At his trial earlier this year, Liang said he didn’t know how to perform CPR. Gurley died as Liang and his partner debated what to do next. Much of the anger toward Liang has been over his response, or lack thereof, after Gurley’s shooting. Liang’s partner was fired a day after a jury convicted Liang in the shooting.

The Ojeda family has fought for years to pass “Briana’s Law,” which would require cops and other first responders to be retrained every two years in CPR. The NYPD only trains officers in the academy, though it launched a probe into its CPR training methods after Liang’s trial.

“This year, I practically lost my business by being in Albany,” said Michael Ojeda, Briana’s father and the owner of a tow-truck company. “Not to save my daughter’s life but everyone else’s life.”

Since 2011, Briana’s Law bill has passed each year in the Assembly but not in the Senate. “I look at these senators . . . They don’t realize they’re gonna call 911 one day, but when [police] get there, they’re just gonna be looked at until EMS gets there. They don’t want to be saved?” he said.

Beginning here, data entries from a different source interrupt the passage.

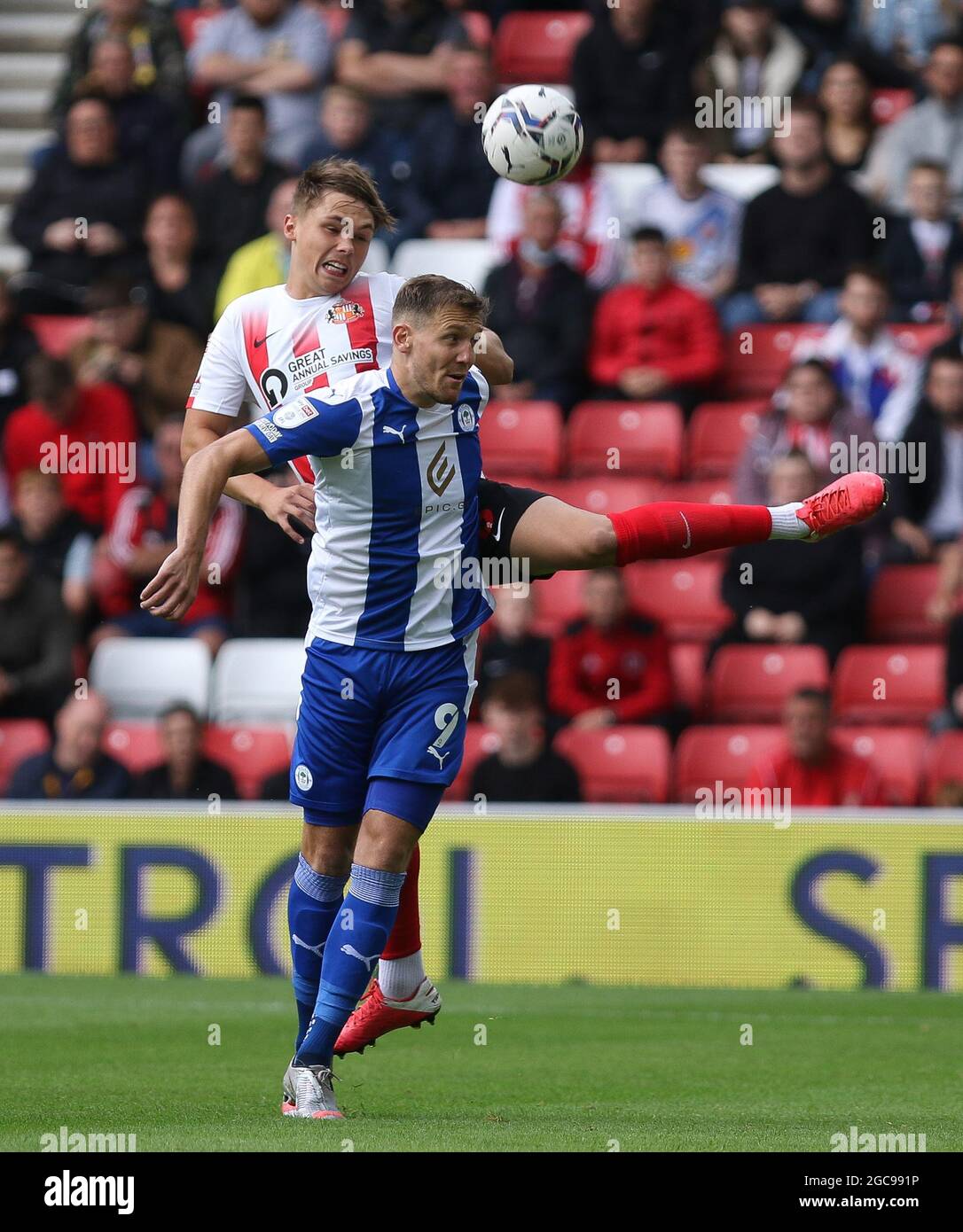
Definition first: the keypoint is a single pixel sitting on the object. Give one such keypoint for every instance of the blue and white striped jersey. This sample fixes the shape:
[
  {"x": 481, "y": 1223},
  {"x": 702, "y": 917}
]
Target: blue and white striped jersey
[{"x": 396, "y": 498}]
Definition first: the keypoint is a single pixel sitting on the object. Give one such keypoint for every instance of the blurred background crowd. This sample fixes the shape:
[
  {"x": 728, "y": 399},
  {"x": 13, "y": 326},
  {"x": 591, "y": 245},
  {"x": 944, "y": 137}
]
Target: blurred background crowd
[{"x": 729, "y": 303}]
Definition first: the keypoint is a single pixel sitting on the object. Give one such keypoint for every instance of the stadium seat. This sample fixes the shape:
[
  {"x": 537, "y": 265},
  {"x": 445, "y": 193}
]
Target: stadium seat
[
  {"x": 20, "y": 738},
  {"x": 465, "y": 260},
  {"x": 641, "y": 438},
  {"x": 141, "y": 675},
  {"x": 748, "y": 684},
  {"x": 536, "y": 46},
  {"x": 726, "y": 754},
  {"x": 758, "y": 355},
  {"x": 625, "y": 765},
  {"x": 523, "y": 438},
  {"x": 707, "y": 492},
  {"x": 889, "y": 105},
  {"x": 688, "y": 675},
  {"x": 896, "y": 684},
  {"x": 896, "y": 752},
  {"x": 256, "y": 680},
  {"x": 684, "y": 596},
  {"x": 480, "y": 742},
  {"x": 249, "y": 752},
  {"x": 607, "y": 495},
  {"x": 717, "y": 433},
  {"x": 59, "y": 334},
  {"x": 897, "y": 604},
  {"x": 740, "y": 182},
  {"x": 943, "y": 764},
  {"x": 136, "y": 745}
]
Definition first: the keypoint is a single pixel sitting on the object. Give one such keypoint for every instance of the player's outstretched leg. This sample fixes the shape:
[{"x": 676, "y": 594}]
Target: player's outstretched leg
[
  {"x": 552, "y": 534},
  {"x": 401, "y": 994}
]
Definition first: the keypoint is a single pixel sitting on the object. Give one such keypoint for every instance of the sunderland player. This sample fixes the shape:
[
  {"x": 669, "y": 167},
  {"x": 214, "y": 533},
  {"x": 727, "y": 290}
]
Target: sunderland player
[
  {"x": 388, "y": 673},
  {"x": 329, "y": 322}
]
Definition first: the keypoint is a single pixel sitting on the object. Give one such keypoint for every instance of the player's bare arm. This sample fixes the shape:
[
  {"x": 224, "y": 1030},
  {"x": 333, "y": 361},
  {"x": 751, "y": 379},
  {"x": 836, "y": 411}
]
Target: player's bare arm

Ojeda, who has three cousins who are police officers, says the lifesaving training is crucial as police-community relations are under scrutiny across the country. “With the way the community is at war with the police, wouldn’t the police want to be trained?”

Police unions are on board, he says. “I got a letter from [union leader] Pat Lynch saying that he needs this training for his officers.”

Ojeda, who has sued the city, compares some of the political stalling around Briana’s Law with that of the Zadroga Act, the law that provides health coverage for those who got sick trying to save lives after the Twin Towers fell. Reauthorization of the act was blocked by a Republican filibuster in the U.S. Senate until comedian Jon Stewart, among others, shamed lawmakers into action.

With the falls of former power brokers Sheldon Silver and Dean Skelos, perhaps Senate Majority Leader John Flanagan can bring the bill to a vote. The Red Cross, which supports the bill, could run the training and testing. Officers themselves stand to benefit.

The Albany session is scheduled to end next week. With so much debate over policing, Briana’s Law should be a no-brainer. If police can be trained and retrained to shoot their guns, why can’t they be retrained to save lives? Pass the law already.

Josmar Trujillo is a trainer, writer and activist with the Coalition to End Broken Windows.